Liputan6.com, Jakarta - Pengelolaan sampah masih menjadi masalah besar. Saat ini rumah tangga yang memilah sampah di Indonesia baru mencapai 49,2 persen. Angka ini diperoleh dari survei yang dihelat Katadata Insight Center (KIC) terhadap 354 responden di lima kota besar, yaitu Jakarta, Bandung, Semarang, Yogyakarta, dan Surabaya.

Dalam survei ini dari 50,8 persen rumah tangga yang tidak memilah sampah mencapai 79 persen, di antaranya beralasan karena tidak ingin repot.

“Mereka berpikir ribet, milih ini jenis apa, dan mereka juga berpikir nanti di tempat pembuangan, sampah akan tercampur,” ucap Franklin Michael Hutasoid dari KIC dalam paparan Kelola Sampah Mulai dari Rumah di acara Social Good Summit 2019.  Acara diselenggarakan oleh UNDP berkerja sama dengan KIC bertema Climate Crisis: It’s Up to You to Stop It! di Jakarta, 26 November 2019. 
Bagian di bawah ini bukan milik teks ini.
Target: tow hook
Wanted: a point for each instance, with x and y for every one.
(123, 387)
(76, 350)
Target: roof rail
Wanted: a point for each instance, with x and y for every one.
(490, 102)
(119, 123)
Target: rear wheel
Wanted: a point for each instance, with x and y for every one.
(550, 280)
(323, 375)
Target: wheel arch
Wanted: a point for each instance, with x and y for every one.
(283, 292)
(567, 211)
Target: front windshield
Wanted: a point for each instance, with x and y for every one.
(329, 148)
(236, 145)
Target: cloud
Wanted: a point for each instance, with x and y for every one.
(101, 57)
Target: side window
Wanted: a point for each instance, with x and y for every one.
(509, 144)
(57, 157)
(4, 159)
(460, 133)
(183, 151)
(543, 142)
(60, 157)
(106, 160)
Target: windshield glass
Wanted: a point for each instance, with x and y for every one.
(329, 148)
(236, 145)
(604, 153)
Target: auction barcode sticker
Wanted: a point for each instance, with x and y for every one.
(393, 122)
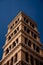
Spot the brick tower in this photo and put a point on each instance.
(22, 46)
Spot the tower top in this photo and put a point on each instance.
(22, 14)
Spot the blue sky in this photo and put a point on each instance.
(10, 8)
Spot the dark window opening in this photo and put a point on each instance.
(16, 22)
(25, 28)
(37, 62)
(12, 34)
(35, 36)
(41, 63)
(18, 28)
(32, 33)
(11, 61)
(34, 46)
(26, 21)
(28, 31)
(32, 26)
(10, 47)
(14, 44)
(13, 24)
(18, 19)
(7, 62)
(29, 43)
(24, 18)
(26, 40)
(37, 48)
(9, 37)
(15, 32)
(7, 51)
(26, 56)
(15, 57)
(11, 27)
(30, 23)
(17, 40)
(32, 60)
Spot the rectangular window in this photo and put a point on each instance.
(11, 61)
(37, 48)
(26, 56)
(32, 60)
(16, 57)
(26, 40)
(29, 43)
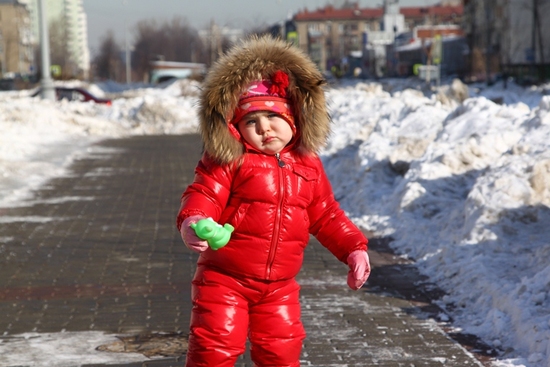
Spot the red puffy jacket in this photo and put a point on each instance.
(274, 203)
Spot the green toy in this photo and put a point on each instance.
(215, 234)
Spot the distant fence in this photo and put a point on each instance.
(527, 73)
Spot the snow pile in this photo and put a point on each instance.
(460, 179)
(464, 190)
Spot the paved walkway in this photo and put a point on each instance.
(98, 251)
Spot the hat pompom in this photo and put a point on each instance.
(279, 84)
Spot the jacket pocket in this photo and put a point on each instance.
(305, 181)
(307, 173)
(234, 215)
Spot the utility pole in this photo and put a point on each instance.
(127, 48)
(46, 83)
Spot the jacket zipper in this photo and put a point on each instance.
(277, 227)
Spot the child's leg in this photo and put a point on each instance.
(276, 331)
(219, 321)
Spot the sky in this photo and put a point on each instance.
(471, 210)
(118, 15)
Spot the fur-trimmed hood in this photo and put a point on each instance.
(253, 59)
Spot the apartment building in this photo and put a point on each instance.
(333, 36)
(16, 48)
(68, 33)
(508, 36)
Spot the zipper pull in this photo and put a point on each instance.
(279, 161)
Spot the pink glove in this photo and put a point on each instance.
(189, 237)
(358, 262)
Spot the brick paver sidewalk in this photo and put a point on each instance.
(98, 250)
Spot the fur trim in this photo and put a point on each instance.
(253, 59)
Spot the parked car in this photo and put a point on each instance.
(75, 94)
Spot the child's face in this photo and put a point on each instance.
(266, 131)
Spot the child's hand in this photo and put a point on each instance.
(358, 262)
(190, 238)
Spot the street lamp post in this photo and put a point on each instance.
(127, 48)
(46, 83)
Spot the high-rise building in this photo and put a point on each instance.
(68, 23)
(16, 47)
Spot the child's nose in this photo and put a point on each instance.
(263, 125)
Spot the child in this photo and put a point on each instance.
(263, 117)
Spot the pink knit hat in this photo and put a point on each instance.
(266, 95)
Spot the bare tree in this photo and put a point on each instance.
(59, 50)
(108, 64)
(172, 41)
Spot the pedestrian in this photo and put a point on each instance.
(262, 118)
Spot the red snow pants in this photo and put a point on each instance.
(227, 310)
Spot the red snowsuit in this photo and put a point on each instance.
(248, 286)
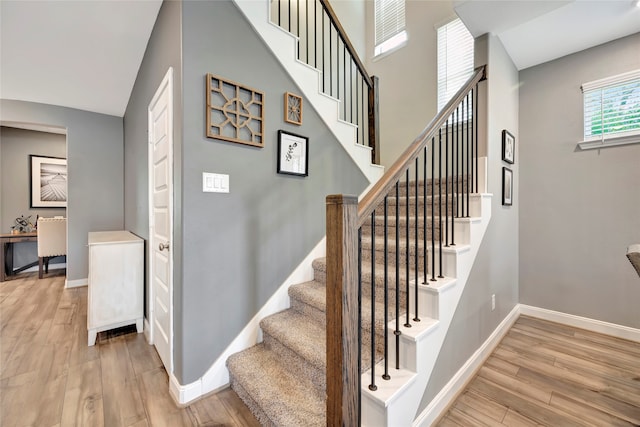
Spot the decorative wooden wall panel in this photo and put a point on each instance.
(234, 112)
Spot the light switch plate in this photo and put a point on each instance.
(215, 183)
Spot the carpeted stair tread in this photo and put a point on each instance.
(285, 399)
(320, 265)
(300, 334)
(314, 294)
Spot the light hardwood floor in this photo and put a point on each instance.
(50, 377)
(544, 373)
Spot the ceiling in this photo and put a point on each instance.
(86, 54)
(537, 31)
(81, 54)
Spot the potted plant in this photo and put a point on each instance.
(22, 225)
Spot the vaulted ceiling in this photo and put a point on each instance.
(86, 54)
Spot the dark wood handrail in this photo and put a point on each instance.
(345, 39)
(375, 196)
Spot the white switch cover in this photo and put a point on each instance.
(215, 183)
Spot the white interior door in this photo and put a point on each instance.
(161, 220)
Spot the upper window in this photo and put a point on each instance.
(612, 108)
(455, 59)
(390, 25)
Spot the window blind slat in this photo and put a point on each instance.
(455, 59)
(612, 106)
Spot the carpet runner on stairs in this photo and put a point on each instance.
(282, 380)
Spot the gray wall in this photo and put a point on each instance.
(408, 76)
(16, 146)
(95, 172)
(240, 247)
(495, 270)
(580, 209)
(163, 51)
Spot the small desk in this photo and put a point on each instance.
(6, 252)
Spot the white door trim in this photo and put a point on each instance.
(166, 84)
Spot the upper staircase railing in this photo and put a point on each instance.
(323, 44)
(434, 178)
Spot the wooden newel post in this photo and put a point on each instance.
(343, 384)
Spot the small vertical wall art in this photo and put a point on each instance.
(292, 108)
(234, 112)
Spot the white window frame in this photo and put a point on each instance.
(594, 108)
(390, 31)
(451, 37)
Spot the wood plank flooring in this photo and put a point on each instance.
(544, 373)
(50, 377)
Social Good Summit menampilkan para pembicara sesi dua yang bertema “Climate Change and Plastic Waste Recycling Management” menampilkan pembicara Wakil Ketua Umum ADUPI Justin Wiganda, Project Executive Waste4Change Pandu Priyambodo, Direktur Suistanable Waste Indonesia Dini Trisyanti, Wakil Ketua Asosiaso Industri Olefin, Aromatik, dan Plastik Indonesia (Inaplas) Edi Rivai, dan UNDP Senior Programme Manager (Analyst) Anton Probiyantono.
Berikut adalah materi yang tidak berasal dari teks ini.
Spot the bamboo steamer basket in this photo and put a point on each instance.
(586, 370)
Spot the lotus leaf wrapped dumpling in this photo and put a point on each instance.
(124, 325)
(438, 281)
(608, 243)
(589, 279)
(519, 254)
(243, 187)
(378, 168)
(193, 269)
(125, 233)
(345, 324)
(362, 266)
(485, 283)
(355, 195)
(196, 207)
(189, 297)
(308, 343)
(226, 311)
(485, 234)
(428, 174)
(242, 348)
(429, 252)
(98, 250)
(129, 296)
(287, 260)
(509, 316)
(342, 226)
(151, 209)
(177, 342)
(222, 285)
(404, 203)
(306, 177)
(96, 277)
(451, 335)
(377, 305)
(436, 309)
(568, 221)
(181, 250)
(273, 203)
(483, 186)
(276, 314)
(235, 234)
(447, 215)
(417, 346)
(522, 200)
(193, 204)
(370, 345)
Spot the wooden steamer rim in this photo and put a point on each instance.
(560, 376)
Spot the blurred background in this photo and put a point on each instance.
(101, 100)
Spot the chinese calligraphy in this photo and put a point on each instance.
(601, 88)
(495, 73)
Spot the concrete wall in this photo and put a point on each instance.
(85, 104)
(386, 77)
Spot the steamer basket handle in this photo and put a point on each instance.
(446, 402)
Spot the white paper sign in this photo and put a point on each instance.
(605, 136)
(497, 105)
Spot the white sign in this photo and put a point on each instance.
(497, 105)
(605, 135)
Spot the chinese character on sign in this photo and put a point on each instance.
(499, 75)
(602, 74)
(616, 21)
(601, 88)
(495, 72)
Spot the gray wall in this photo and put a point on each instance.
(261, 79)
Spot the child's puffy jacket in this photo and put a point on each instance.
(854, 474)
Franklin menjelaskan responden yang tidak memilah sampah dengan alasan sampah akan tercampur di Tempat Pembuangan Sampah (TPS) atau Tempat Pembuangan Akhir (TPA) sebanyak 17 persen. Sedangkan sebanyak 3 persen menyebut pemilahan tidak ada manfaatnya dan 1 persen mengemukakan alasan lain.

Survei juga menggambarkan cara-cara rumah tangga memilah sampah. Dari 49,2 persen yang memilah sampah, sebanyak 78 persen memilah dalam dua ketegori, 18 persen dalam tiga kategori dan 5 persen persen menyatakan telaten memilah sampah dalam empat kategori. Pemilahan dengan kategori sampah basah dan kering dilakukan oleh 59 persen responden.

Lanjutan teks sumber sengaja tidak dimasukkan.